FOMC preview: Fed to slow pace of rate hikes to 25 basis points
REAL ECONOMY BLOG | January 27, 2023
Authored by RSM US LLP
The easing of inflationary pressures, a slower pace of consumer spending and hiring, and the moderation of wage increases are coalescing in such a fashion that the Federal Open Market Committee next week should be comfortable slowing its rate increases.
We anticipate that the FOMC will increase its policy rate by 25 basis points to a range between to 4.5% and 4.75%.
While we think it’s premature to engage in a strategic pause to restore price stability, that time will arrive soon.
Our base case remains that the Federal Reserve’s policy rate will peak between 5% and 5.25% and stay there until early next year. Given the Fed’s likely deceleration in its rate increases, we think the first opportunity to put in place such a pause will be after the April meeting. That implies a 25-basis-point increase in March and then in April.

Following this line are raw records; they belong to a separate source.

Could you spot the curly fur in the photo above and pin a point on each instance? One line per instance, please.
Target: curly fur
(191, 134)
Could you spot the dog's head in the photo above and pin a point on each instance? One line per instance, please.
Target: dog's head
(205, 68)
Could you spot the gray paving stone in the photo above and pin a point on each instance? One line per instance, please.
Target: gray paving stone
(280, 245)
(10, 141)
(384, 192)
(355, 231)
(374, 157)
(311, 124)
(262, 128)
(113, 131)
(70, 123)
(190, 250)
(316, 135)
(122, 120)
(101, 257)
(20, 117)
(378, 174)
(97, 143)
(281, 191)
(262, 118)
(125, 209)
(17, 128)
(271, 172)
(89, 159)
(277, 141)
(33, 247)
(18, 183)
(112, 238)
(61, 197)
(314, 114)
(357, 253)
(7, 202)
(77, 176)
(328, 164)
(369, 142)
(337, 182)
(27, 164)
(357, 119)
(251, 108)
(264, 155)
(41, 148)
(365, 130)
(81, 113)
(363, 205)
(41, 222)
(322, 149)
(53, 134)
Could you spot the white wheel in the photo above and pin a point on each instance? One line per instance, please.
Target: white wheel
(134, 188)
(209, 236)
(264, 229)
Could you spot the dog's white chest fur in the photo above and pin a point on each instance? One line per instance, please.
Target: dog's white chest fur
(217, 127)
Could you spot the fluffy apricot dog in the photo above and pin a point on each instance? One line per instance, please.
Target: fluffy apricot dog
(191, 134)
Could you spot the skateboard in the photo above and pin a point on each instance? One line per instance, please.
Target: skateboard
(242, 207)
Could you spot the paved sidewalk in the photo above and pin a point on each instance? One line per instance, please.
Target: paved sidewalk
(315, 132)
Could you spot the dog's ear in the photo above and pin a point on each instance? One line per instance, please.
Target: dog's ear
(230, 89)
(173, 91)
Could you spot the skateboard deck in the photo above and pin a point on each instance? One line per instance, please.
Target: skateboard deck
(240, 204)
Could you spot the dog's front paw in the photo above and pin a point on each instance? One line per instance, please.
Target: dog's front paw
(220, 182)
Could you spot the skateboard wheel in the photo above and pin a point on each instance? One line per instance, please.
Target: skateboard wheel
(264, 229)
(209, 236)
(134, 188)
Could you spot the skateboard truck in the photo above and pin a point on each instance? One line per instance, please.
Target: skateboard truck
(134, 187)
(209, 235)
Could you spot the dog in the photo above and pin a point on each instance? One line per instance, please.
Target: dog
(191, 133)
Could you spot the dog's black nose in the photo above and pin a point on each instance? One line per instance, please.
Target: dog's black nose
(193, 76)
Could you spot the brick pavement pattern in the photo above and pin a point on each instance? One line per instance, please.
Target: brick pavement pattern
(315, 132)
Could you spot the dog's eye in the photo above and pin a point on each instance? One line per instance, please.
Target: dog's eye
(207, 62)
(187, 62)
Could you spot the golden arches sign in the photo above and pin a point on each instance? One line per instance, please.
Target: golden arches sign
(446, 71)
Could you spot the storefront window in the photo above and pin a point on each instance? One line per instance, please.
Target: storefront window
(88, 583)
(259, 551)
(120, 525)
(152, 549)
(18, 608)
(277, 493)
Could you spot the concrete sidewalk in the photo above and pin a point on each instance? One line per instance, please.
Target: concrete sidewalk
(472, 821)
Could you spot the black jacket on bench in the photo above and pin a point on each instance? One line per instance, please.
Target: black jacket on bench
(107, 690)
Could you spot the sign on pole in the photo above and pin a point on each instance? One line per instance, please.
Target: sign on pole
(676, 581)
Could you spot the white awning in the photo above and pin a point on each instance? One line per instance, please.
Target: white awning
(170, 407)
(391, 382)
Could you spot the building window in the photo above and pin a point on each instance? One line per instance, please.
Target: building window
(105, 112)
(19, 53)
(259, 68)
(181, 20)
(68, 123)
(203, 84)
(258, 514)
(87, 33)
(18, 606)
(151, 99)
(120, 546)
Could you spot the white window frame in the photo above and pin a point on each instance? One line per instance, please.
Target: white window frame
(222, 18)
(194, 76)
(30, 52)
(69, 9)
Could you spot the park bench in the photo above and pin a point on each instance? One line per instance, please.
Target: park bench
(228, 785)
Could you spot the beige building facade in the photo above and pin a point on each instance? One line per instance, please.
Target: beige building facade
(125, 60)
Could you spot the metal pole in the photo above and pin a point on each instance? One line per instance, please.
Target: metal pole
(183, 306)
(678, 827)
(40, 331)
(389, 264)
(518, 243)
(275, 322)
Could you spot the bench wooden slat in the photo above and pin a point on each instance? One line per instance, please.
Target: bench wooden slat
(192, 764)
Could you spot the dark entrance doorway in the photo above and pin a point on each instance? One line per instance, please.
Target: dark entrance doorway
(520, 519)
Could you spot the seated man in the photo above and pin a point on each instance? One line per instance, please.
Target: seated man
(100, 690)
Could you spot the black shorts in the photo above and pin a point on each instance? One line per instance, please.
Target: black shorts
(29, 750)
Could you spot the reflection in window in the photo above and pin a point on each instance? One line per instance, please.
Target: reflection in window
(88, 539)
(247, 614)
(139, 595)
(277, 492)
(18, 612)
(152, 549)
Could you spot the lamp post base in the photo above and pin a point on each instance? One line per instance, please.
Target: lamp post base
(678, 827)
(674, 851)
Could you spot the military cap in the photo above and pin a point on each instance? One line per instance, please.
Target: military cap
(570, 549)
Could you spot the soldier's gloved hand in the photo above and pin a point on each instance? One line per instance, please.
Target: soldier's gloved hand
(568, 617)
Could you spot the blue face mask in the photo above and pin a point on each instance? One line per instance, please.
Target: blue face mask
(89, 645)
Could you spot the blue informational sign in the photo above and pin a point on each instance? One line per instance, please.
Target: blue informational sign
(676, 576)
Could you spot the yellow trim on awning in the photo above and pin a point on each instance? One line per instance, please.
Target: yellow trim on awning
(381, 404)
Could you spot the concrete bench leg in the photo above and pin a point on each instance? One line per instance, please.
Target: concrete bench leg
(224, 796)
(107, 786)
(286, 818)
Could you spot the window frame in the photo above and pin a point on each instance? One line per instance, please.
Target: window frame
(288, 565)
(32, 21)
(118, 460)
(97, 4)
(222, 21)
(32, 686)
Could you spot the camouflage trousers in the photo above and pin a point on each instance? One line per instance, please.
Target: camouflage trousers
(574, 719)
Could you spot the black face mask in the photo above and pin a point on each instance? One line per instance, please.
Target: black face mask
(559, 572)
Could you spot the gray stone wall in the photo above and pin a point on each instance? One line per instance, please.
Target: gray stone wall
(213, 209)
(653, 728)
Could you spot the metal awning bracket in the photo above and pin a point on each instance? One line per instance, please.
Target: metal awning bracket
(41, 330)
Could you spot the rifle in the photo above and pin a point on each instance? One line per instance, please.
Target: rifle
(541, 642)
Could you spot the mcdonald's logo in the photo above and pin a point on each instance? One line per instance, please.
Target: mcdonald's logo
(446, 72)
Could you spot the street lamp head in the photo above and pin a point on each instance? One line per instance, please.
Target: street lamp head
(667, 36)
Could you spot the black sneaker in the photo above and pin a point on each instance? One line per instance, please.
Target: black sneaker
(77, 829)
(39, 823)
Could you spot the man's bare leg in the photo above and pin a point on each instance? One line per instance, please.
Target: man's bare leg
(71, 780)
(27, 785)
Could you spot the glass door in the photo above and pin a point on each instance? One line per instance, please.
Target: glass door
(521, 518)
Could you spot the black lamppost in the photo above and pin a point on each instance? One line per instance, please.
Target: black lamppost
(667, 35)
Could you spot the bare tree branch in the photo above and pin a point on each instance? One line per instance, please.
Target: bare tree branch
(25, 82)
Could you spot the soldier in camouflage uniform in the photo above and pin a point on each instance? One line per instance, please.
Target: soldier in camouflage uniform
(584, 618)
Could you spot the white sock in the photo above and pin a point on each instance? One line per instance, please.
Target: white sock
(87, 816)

It is now appropriate that Federal Reserve Chairman Jerome Powell use his news conference on Wednesday to set the predicate for such a pause.
The upcoming employment cost index report for the fourth quarter, which is the Fed’s preferred metric of wage growth, will most likely affect how far Powell will go in his forward guidance.
Should the employment cost index match the moderation in other wage data, that will be further justification for Powell to point to such a pause.
The policy statement will also likely be subject to one notable change. The outlook paragraph needs to be updated to reflect slower retail sales and the deceleration in inflation with a caveat that it remains above their 2% target.
There will be no update to the Fed’s Summary of Economic Projections at this meeting and we expect no dissents to the 25-basis-point hike at the meeting.